New Hampshire considering banning biometrics in ID cards
The New Hampshire legislature is considering a bill which would ban biometric data, including fingerprints, retinal scans, DNA, palm prints, facial feature patterns, handwritten signature characteristics, voice data, iris recognition, keystroke dynamics, and hand characteristics from being used in state or privately issued ID cards, except for employee ID cards
The move toward biometric IDs is accelerating, but New Hampshire wants to buck this trend. Acting out of concerns for residents’ privacy, the New Hampshire Legislature is considering a bill that would ban the use of biometrics data in identification cards. At least two trade groups oppose the legislation, saying biometrics technology has a number of security benefits.
The bill would prohibit biometrics data, including fingerprints, retinal scans, and DNA, from being used in state or privately issued ID cards, except for employee ID cards. In addition, it would ban the use of ID devices or systems that require the collection or retention of an individual’s biometric data.

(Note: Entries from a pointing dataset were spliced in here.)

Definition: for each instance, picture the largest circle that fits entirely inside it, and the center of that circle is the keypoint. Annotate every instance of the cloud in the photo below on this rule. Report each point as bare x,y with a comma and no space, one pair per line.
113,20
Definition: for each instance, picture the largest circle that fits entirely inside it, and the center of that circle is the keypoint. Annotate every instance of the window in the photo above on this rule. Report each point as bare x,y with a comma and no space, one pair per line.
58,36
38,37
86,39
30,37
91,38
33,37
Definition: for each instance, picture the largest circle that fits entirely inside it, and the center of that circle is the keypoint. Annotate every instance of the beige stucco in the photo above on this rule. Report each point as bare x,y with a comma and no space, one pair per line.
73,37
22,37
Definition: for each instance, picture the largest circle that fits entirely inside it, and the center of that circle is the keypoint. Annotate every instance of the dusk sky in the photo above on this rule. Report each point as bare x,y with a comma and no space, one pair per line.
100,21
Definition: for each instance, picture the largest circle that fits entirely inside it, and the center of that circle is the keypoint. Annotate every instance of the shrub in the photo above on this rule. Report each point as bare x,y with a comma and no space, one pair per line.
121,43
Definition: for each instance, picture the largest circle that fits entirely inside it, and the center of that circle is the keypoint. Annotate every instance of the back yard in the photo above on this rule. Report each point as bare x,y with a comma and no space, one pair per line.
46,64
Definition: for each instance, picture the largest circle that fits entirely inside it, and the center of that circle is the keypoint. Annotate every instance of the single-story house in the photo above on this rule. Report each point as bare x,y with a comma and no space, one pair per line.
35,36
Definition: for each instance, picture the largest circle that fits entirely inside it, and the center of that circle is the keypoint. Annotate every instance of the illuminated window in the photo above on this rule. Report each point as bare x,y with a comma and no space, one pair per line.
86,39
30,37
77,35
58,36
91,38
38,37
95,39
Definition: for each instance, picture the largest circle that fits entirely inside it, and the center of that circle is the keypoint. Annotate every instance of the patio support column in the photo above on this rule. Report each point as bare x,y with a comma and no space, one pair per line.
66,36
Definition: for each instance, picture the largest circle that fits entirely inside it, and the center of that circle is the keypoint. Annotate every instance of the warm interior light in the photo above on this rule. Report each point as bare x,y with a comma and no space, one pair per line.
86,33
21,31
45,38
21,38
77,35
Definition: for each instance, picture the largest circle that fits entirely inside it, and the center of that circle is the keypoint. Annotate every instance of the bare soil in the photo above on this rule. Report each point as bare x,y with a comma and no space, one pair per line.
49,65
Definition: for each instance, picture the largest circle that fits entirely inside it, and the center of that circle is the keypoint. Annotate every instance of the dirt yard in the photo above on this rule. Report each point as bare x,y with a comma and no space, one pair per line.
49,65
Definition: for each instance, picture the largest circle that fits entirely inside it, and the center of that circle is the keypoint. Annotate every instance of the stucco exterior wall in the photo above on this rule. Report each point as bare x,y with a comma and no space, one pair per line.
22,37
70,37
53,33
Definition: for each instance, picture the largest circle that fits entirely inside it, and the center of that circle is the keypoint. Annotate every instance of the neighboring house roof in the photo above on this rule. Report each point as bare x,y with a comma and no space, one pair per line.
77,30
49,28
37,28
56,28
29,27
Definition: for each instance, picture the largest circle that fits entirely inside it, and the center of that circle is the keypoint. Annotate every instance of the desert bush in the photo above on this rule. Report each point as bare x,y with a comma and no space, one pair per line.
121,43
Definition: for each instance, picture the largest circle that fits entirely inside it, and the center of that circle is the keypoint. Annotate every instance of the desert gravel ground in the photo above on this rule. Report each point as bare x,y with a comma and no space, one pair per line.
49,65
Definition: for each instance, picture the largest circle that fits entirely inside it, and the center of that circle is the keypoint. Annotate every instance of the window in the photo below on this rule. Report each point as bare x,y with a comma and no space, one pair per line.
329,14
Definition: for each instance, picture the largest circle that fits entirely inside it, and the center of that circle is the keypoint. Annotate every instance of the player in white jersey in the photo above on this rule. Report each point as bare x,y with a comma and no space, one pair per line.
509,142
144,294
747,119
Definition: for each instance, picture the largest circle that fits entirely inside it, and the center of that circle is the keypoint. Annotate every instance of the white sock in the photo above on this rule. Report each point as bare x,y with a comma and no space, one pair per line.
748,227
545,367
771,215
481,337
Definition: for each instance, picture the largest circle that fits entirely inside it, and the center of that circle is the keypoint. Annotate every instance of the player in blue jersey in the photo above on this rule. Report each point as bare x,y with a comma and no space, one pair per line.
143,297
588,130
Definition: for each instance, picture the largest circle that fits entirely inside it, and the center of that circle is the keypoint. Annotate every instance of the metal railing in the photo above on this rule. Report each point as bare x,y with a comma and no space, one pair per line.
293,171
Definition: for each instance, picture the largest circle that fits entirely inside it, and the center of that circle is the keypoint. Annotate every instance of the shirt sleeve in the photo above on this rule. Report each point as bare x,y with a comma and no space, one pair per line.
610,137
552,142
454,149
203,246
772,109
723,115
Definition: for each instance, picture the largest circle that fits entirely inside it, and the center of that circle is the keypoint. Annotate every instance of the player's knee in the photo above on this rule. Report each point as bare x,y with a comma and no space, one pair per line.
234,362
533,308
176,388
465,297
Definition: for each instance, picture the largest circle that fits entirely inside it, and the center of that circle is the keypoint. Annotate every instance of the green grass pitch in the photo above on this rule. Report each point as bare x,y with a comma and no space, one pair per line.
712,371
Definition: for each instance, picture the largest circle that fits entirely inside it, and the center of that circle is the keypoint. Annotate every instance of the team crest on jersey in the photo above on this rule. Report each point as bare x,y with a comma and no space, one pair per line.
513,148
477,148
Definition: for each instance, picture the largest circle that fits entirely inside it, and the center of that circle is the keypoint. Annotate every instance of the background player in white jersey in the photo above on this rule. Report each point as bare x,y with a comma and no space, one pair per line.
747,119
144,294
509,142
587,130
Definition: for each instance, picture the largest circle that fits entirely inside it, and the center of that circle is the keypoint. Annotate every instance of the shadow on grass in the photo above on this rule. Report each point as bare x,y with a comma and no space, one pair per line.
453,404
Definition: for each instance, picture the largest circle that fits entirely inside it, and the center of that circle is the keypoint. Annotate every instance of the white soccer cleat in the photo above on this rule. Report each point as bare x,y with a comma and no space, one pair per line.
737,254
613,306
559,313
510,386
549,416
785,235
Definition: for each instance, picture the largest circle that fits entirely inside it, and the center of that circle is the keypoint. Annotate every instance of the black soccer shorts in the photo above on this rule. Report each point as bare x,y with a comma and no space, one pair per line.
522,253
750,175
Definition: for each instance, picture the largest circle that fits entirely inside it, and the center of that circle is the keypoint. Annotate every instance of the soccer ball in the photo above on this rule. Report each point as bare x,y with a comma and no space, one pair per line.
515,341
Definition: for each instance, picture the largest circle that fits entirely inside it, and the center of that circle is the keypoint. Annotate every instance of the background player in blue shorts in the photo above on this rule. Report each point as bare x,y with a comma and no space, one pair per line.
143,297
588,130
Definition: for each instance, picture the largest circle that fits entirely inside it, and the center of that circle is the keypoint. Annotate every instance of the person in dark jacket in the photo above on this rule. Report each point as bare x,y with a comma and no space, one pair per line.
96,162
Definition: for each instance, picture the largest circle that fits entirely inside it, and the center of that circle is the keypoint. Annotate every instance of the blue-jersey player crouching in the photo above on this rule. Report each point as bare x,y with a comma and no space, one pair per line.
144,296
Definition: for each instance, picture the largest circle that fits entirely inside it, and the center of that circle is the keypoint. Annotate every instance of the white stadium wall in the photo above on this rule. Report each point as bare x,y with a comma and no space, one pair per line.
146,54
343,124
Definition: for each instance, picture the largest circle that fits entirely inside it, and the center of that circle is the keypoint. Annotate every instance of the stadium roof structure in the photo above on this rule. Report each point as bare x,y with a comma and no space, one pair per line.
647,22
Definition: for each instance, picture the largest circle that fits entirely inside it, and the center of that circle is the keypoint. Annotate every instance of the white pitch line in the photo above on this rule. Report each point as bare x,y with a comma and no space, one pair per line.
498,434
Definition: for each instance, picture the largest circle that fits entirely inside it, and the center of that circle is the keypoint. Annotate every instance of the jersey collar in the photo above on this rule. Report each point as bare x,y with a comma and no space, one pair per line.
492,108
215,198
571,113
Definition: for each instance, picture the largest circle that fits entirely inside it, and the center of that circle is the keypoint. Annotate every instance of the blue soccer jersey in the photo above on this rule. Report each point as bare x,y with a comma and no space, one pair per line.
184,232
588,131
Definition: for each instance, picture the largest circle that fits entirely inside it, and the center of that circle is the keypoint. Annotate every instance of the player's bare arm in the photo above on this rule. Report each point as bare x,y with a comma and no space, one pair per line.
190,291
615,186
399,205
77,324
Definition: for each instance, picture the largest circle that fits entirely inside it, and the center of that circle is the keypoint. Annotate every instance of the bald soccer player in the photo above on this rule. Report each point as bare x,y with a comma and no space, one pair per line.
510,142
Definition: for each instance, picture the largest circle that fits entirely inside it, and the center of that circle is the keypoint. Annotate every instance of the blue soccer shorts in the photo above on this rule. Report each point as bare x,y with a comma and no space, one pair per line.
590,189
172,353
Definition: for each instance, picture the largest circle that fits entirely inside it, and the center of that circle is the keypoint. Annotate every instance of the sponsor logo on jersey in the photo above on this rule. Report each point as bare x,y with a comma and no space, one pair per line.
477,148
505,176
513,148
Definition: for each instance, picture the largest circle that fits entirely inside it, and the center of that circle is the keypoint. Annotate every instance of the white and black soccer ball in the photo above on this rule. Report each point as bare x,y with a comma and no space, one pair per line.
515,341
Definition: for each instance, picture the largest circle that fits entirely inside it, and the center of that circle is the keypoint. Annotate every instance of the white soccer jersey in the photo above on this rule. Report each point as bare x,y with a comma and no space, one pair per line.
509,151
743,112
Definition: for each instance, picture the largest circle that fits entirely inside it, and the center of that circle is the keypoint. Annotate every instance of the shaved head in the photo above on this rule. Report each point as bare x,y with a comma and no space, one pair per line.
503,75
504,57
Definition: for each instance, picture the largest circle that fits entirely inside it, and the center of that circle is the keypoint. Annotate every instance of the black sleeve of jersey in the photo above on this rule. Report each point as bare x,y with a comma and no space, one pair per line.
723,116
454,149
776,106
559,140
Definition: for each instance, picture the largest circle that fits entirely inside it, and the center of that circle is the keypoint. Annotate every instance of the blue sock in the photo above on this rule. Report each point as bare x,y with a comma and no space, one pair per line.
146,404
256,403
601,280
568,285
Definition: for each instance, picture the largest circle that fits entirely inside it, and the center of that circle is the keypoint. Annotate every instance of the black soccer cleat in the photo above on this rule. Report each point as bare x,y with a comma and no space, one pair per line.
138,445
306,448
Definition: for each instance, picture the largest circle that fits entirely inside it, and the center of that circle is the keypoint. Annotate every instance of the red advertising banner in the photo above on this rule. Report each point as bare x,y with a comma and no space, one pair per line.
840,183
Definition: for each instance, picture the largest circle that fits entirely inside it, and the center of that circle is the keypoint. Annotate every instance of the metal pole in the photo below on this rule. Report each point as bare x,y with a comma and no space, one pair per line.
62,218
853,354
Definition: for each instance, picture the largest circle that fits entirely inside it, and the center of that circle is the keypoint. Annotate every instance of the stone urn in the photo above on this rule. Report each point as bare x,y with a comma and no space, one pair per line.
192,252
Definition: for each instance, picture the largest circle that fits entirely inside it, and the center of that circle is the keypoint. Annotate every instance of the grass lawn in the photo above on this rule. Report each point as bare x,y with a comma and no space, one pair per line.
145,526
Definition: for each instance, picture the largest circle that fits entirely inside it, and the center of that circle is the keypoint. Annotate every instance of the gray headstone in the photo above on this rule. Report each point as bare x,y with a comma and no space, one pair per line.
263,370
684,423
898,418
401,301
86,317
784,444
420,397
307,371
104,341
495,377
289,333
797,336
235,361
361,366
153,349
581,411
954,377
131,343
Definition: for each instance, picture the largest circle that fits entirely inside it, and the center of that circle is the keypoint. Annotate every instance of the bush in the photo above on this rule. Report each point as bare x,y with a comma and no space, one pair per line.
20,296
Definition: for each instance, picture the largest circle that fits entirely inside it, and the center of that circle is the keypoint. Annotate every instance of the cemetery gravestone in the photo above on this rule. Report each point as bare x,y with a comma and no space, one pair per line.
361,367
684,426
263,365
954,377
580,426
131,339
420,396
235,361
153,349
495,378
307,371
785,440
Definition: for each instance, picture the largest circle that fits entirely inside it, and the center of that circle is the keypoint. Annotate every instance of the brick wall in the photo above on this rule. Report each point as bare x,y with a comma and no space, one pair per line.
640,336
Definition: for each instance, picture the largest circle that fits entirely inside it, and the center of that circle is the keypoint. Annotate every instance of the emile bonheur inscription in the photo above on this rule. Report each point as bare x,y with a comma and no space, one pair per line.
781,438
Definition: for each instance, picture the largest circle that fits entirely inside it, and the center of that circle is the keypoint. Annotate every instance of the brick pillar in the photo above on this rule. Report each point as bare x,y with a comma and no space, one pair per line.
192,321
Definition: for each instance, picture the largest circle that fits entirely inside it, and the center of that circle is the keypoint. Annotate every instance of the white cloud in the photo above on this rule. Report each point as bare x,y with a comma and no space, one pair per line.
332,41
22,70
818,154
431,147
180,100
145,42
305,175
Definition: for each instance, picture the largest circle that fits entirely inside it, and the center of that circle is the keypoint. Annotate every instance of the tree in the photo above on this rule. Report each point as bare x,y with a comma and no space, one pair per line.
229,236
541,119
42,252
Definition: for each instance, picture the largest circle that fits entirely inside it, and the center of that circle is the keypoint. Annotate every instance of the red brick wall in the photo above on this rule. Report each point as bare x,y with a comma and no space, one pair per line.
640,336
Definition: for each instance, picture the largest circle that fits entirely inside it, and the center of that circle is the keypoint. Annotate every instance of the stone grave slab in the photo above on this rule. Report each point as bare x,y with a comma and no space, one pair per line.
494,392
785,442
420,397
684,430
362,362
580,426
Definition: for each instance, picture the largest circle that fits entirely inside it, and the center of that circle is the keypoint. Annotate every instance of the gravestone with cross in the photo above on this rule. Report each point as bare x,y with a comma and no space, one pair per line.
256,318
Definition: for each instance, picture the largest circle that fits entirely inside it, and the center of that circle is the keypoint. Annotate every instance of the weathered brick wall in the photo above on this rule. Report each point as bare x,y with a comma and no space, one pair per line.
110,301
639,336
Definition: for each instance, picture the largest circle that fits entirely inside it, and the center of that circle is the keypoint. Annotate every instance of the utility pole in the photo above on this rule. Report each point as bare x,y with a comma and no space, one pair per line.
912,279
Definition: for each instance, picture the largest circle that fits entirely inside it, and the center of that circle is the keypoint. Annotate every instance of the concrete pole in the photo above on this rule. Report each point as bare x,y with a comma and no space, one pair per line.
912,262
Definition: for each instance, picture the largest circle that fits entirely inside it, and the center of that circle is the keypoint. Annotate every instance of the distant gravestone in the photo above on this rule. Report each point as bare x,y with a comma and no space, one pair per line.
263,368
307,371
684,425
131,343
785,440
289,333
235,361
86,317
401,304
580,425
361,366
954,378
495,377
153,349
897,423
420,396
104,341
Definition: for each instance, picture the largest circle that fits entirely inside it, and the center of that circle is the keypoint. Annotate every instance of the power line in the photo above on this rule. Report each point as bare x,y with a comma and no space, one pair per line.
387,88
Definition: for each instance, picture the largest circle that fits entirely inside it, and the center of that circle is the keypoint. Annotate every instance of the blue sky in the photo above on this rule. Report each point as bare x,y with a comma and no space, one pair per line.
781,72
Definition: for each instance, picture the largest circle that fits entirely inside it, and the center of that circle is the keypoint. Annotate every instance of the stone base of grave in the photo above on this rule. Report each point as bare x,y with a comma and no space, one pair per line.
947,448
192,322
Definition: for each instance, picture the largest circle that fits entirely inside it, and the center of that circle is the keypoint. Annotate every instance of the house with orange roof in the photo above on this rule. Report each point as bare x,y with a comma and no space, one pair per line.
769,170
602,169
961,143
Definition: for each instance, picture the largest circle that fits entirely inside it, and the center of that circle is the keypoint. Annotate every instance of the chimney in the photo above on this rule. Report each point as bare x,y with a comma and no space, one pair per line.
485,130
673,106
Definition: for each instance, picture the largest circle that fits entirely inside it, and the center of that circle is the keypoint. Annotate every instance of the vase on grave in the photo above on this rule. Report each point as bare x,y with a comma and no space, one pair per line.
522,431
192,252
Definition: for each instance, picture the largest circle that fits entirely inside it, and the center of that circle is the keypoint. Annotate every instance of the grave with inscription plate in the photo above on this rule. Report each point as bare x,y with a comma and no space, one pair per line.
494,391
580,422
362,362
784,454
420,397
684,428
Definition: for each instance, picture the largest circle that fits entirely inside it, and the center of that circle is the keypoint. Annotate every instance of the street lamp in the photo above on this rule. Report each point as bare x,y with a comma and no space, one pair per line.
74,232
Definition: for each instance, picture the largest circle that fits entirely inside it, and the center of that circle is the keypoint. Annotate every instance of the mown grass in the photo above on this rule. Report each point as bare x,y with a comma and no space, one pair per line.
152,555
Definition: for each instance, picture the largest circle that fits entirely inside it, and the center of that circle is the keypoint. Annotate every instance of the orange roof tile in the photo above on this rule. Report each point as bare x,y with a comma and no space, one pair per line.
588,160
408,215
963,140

SC Magazine’s Angela Moscaritolo writes that under the bill, biometric data would also include palm prints, facial feature patterns, handwritten signature characteristics, voice data, iris recognition, keystroke dynamics, and hand characteristics. “That’s the kind of information the government shouldn’t generally require to be gathered about an individual,” New Hampshire Representative Daniel Itse, who co-sponsored the bill, told SCMagazineUS.com on Wednesday.
The bill has drawn criticism from several organizations, including the Security Industry Association (SIA), a business trade group covering the electronic and physical security market. “SIA firmly believes that the broad restrictions proposed by [the bill]… reflects a significant misunderstanding of the security features and privacy safeguards of this widely-adopted technology,” the group said in a statement. SIA encouraged a New Hampshire House committee to reject the bill and conduct a study into the merits of biometrics technology.
Moscaritolo writes that this is the only pending bill of its kind in the nation, but in the past there have been similar legislative actions taken in opposition of biometrics technology, Don Erickson, director of government relations for SIA, told SCMagazineUS.com. “We are concerned about seeing a pattern of these bills start to pop up in states, which will result in a patchwork of different laws that organizations would have to comply with,” Erickson said.
A similar bill, introduced several years ago in Pennsylvania to limit the use of biometrics, was never acted on, Erickson said.
In contrast, numerous bills have passed at the state and federal levels to authorize and implement systems that use biometrics technology for personal identification, Walter Hamilton, chairman and president of the International Biometric Industry Association (IBIA), a nonprofit trade association representing developers, manufacturers, and integrators of biometrics, told Moscaritolo. “We think it’s inappropriate to single out a technology and say, ‘Thou shall not use,’” Hamilton said. “We think there are many examples of useful applications where it protects citizens.” The use of biometrics can thwart fraud and identity theft by ensuring a person is who they claim to be, he said.
Moscaritolo notes that the bill was introduced in January in the New Hampshire House Commerce and Consumer Affairs Committee. It was the subject of a public hearing Tuesday and is scheduled for discussion Thursday in an executive session of the committee.